神奈川県小田原市立中学校で2011年1月26日、1年生の女子生徒が、いじめへの報復として同級生を刃物で斬りつけて負傷させた事件。加害者となった生徒に対して、父親が外国籍だったことを理由にした出自差別・民族差別を伴ういじめがあったことが、事件の背景にあった。
事件の経過
この生徒は2010年10月頃から、父親が外国籍だということを理由に、差別的な暴言を受けるなどのいじめを受けていた。

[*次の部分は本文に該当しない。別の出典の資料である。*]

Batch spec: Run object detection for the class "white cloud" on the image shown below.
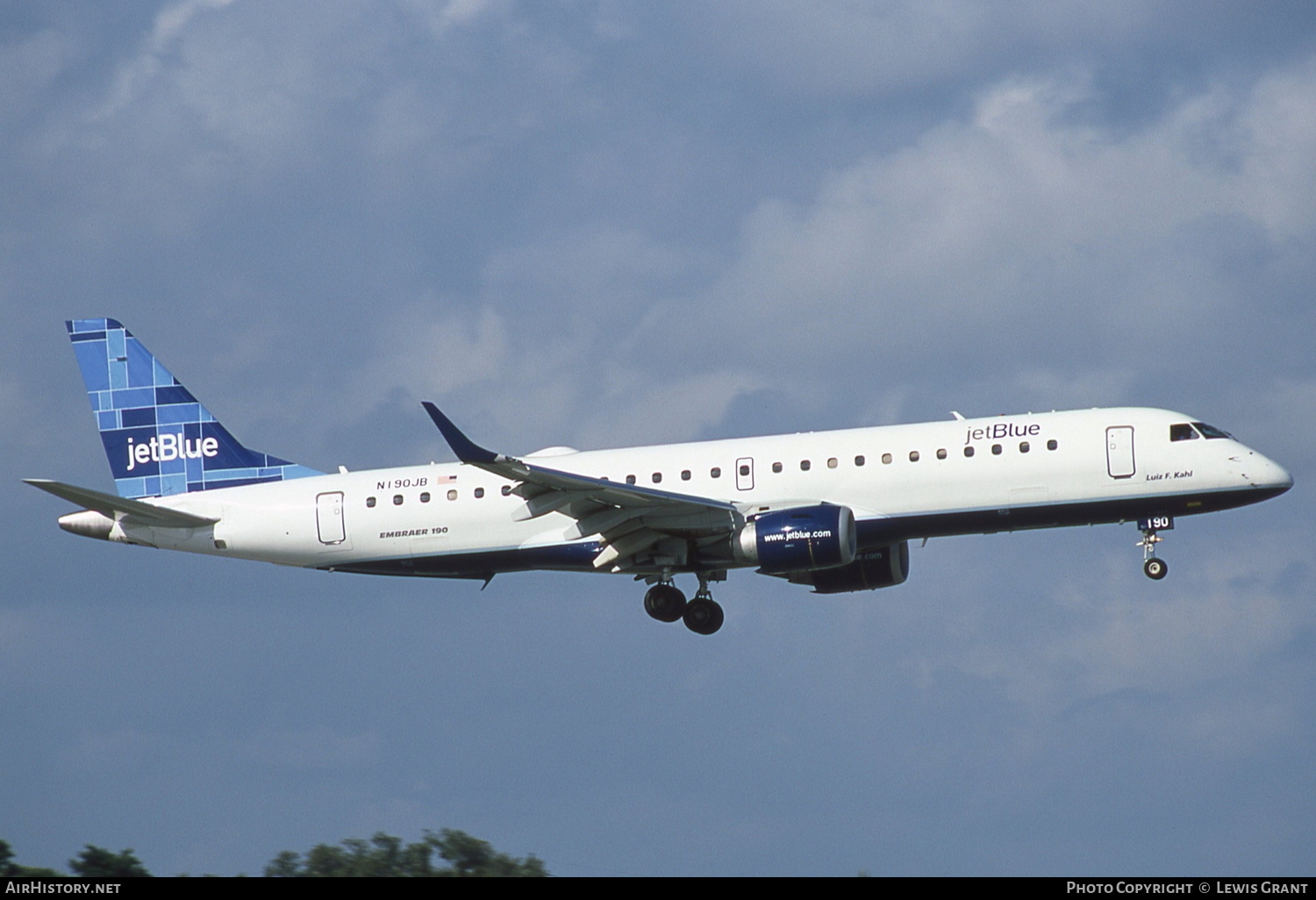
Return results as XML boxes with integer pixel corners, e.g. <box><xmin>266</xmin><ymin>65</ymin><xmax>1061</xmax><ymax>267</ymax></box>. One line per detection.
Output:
<box><xmin>650</xmin><ymin>63</ymin><xmax>1316</xmax><ymax>394</ymax></box>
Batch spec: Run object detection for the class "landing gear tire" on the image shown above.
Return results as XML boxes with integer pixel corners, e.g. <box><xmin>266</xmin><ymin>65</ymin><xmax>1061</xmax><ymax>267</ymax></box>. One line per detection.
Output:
<box><xmin>645</xmin><ymin>584</ymin><xmax>689</xmax><ymax>623</ymax></box>
<box><xmin>683</xmin><ymin>597</ymin><xmax>726</xmax><ymax>634</ymax></box>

担任教諭はいじめに気づき、いじめに加担した同級生の男女生徒5人を指導していた。
学校側は「指導後にいじめは収束した」と認識していたが、いじめは続いていた。
事件のあった2011年1月26日、生徒は「いじめから身を守るため」として、工作用の小刀を持って登校した。

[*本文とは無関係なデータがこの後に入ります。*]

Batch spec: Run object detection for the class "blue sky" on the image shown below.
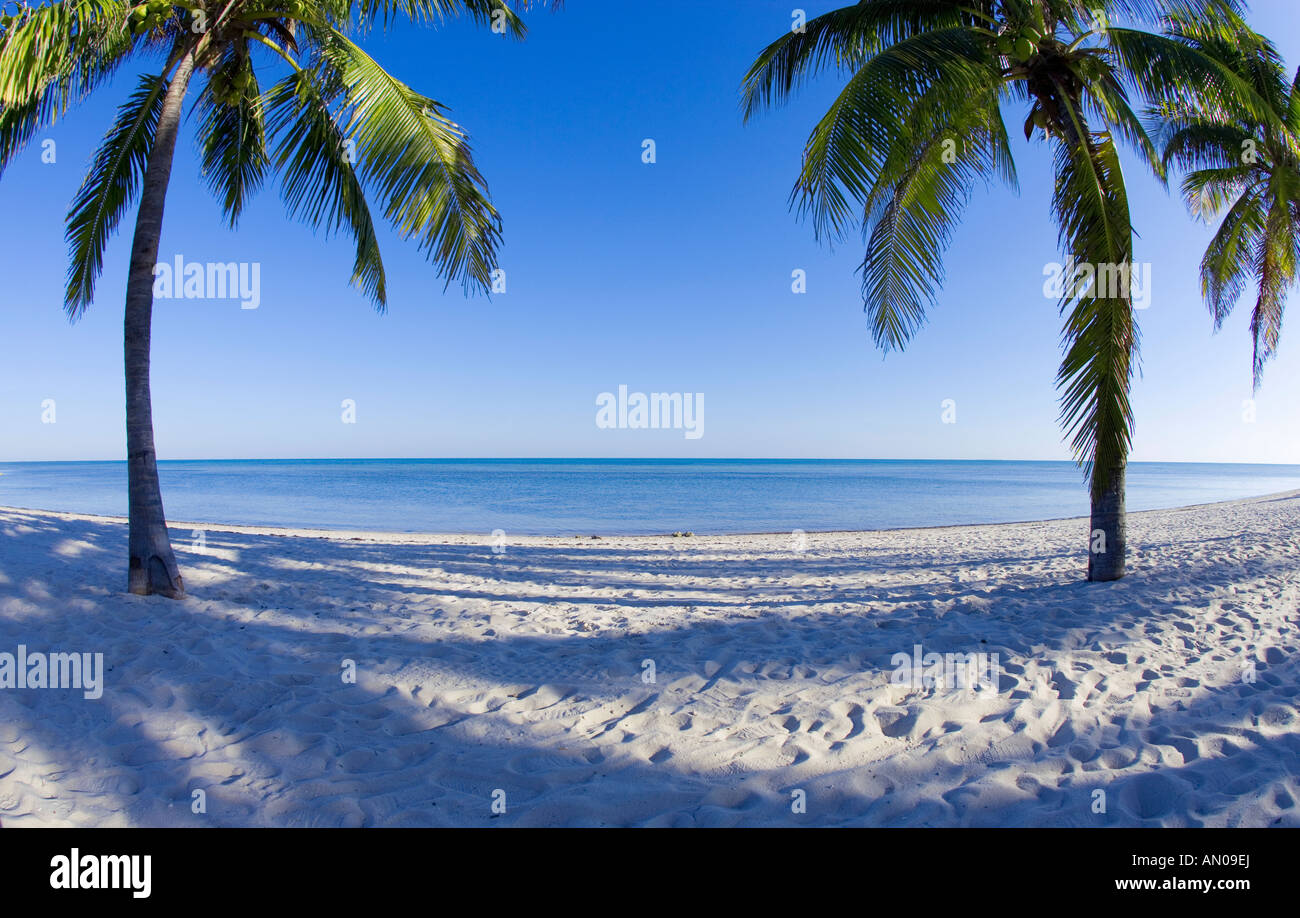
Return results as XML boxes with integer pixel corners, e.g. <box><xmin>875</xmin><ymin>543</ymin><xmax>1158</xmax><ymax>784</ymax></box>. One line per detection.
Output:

当日は音楽の授業がおこなわれる予定で、クラスは授業前に音楽室に移動していた。その際に複数の同級生から父親の国籍をめぐって暴言があった。
さらにこの生徒が座っていた座席について、女子生徒Xが「ここに座るな。あっちに行け」などと文句を言った。Xは、以前に「国籍でからかういじめをした」として担任教諭から指導を受けていた生徒のうちの一人だった。
座席トラブルがあった直後、生徒はXに小刀で斬りつけた。Xは背中と左手にケガを負った。
神奈川県警小田原署は、傷害の非行事実で、斬りつけた生徒を児相に通告した。